Allocation of Tensor on CUDA fails

Hi, want to create a tensor from an existing image buffer copied directly to the GPU during creation,

The model was loaded like this:
mod_ = torch::jit::load("/data/deeplabv3-mobilenetv3-large.pt", torch::Device(torch::kCUDA, 0));

To create the tensor:
torch::from_blob((void*)buffer, {1, 3, 520, 520}, torch::TensorOptions().dtype(torch::kFloat32).device(torch::Device(torch::kCUDA, 0))));

But this fails with this error:
Specified device cuda:0 does not match device of data cuda:-2

I do not understand where this cuda:-2 comes from.
A workaround I found is to create the tensor on CPU and then use tensor.to(cudadevice). But I want to understand why the first one fails.

3 Likes

Did you managed to solve the problem? I met the same error!

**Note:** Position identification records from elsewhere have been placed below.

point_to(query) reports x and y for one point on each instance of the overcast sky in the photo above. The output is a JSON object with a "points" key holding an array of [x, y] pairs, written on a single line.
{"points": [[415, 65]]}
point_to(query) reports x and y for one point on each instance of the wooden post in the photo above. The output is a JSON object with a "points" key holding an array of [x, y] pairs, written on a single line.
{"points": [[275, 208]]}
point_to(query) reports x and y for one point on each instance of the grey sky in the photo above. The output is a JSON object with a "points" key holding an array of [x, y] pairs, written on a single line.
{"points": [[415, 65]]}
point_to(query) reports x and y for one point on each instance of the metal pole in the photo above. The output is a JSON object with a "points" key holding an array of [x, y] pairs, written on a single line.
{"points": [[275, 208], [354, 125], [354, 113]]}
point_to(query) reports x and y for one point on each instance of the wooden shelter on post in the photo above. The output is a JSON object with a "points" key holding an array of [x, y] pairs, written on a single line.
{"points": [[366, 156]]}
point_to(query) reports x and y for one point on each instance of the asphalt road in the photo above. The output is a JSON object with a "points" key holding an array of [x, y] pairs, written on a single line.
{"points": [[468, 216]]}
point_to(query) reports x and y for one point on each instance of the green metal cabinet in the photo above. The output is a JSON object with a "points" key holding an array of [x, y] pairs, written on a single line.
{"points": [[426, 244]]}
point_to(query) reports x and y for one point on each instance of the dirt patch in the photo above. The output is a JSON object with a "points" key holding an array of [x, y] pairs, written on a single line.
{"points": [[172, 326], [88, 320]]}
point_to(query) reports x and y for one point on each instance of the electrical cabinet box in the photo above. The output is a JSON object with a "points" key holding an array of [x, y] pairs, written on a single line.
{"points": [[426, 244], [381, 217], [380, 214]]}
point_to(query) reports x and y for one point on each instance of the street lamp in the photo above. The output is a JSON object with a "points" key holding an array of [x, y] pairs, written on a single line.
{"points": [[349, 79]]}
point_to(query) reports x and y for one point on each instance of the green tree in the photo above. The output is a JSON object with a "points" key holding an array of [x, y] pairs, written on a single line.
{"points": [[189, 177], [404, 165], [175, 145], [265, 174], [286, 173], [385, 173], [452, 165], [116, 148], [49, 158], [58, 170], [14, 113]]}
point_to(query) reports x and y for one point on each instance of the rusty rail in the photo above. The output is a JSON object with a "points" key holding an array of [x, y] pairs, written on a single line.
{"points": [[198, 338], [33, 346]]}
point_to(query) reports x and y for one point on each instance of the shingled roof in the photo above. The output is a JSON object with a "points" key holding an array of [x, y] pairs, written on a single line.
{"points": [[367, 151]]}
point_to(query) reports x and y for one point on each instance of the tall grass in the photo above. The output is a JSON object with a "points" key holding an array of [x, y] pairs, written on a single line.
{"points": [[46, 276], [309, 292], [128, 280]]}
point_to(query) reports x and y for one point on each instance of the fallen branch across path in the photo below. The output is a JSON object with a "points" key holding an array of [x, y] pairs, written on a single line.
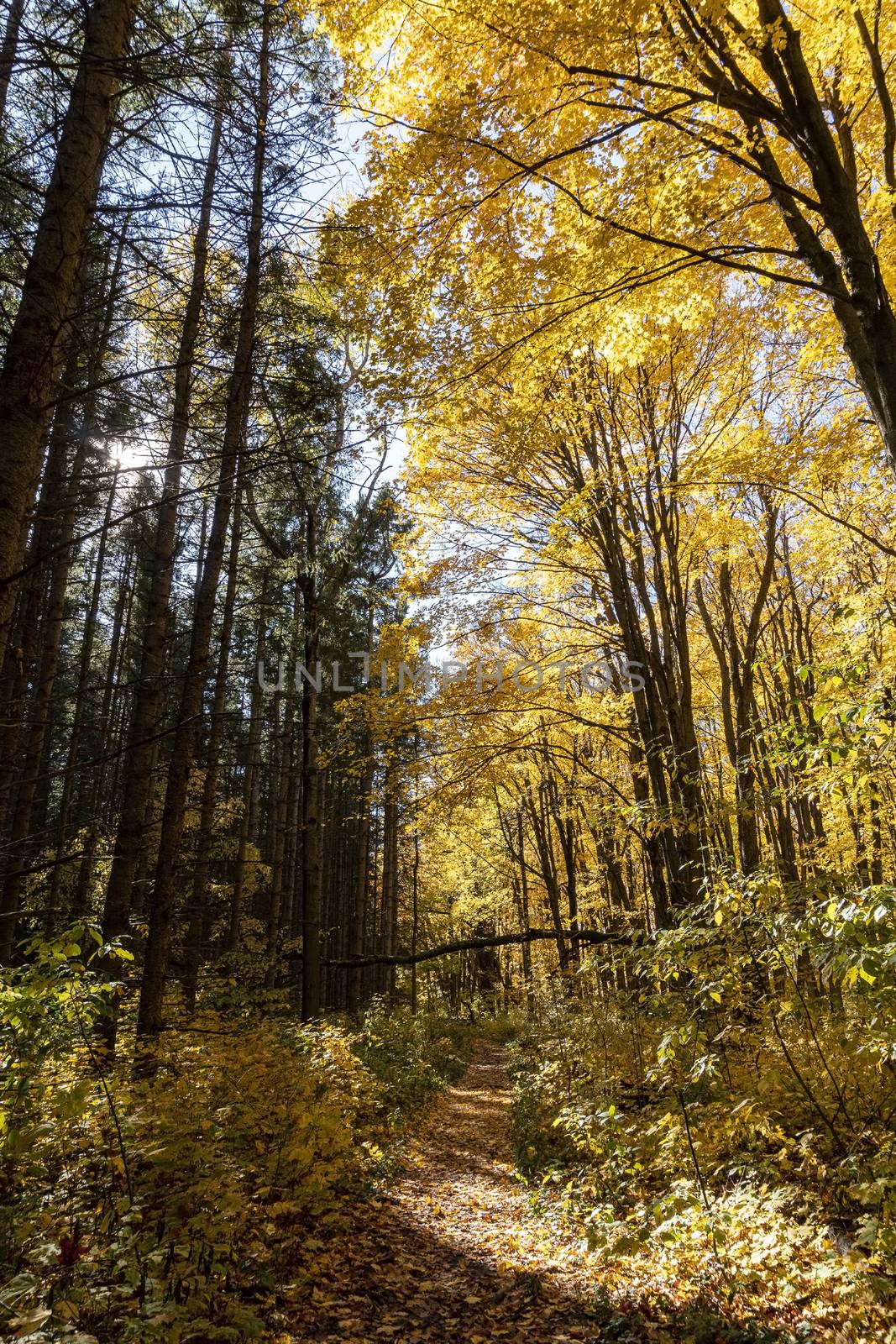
{"points": [[497, 941]]}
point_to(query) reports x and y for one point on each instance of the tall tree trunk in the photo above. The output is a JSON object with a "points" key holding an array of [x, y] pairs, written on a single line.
{"points": [[42, 326], [149, 690], [199, 895], [149, 1016]]}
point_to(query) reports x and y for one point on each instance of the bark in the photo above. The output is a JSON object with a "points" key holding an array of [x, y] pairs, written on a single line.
{"points": [[149, 690], [42, 327], [199, 895], [149, 1015], [506, 940]]}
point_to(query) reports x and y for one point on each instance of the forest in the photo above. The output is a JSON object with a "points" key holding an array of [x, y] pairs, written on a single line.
{"points": [[448, 671]]}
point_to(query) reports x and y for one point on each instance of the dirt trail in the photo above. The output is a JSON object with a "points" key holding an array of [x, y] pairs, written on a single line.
{"points": [[450, 1254]]}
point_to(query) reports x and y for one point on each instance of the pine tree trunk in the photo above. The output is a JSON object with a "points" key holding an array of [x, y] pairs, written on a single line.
{"points": [[42, 326]]}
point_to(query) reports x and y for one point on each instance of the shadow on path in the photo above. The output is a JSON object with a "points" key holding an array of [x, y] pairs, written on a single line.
{"points": [[452, 1256]]}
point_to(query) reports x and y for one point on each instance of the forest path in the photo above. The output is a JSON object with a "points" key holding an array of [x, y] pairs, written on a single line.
{"points": [[450, 1256]]}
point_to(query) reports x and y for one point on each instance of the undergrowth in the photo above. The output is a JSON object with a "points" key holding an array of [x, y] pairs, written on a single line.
{"points": [[168, 1207], [716, 1126]]}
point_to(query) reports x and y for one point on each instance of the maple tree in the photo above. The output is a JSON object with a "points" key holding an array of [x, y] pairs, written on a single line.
{"points": [[446, 643]]}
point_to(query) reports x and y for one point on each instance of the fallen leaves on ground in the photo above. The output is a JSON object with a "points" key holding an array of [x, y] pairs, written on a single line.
{"points": [[452, 1253]]}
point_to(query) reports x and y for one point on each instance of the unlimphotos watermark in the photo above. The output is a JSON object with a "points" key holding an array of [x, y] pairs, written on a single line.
{"points": [[483, 675]]}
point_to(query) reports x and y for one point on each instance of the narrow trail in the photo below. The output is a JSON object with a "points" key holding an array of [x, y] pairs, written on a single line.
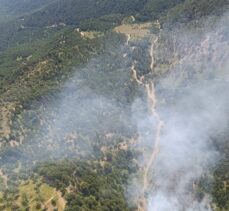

No, so far I am still using my workaround

I am also running in same issue. And problem with using to(device) is that it creates a non_leaf tensor, which gives further headache. How did you get the gradients of tensors moved via .to(device) semantics?

You could create the tensor directly on the right device, if possible or you could call .retain_grad() on the intermediate tensors.

1 Like

How? This is still an issue.

I also met the same error, so the solution is just use .to(device) to instead?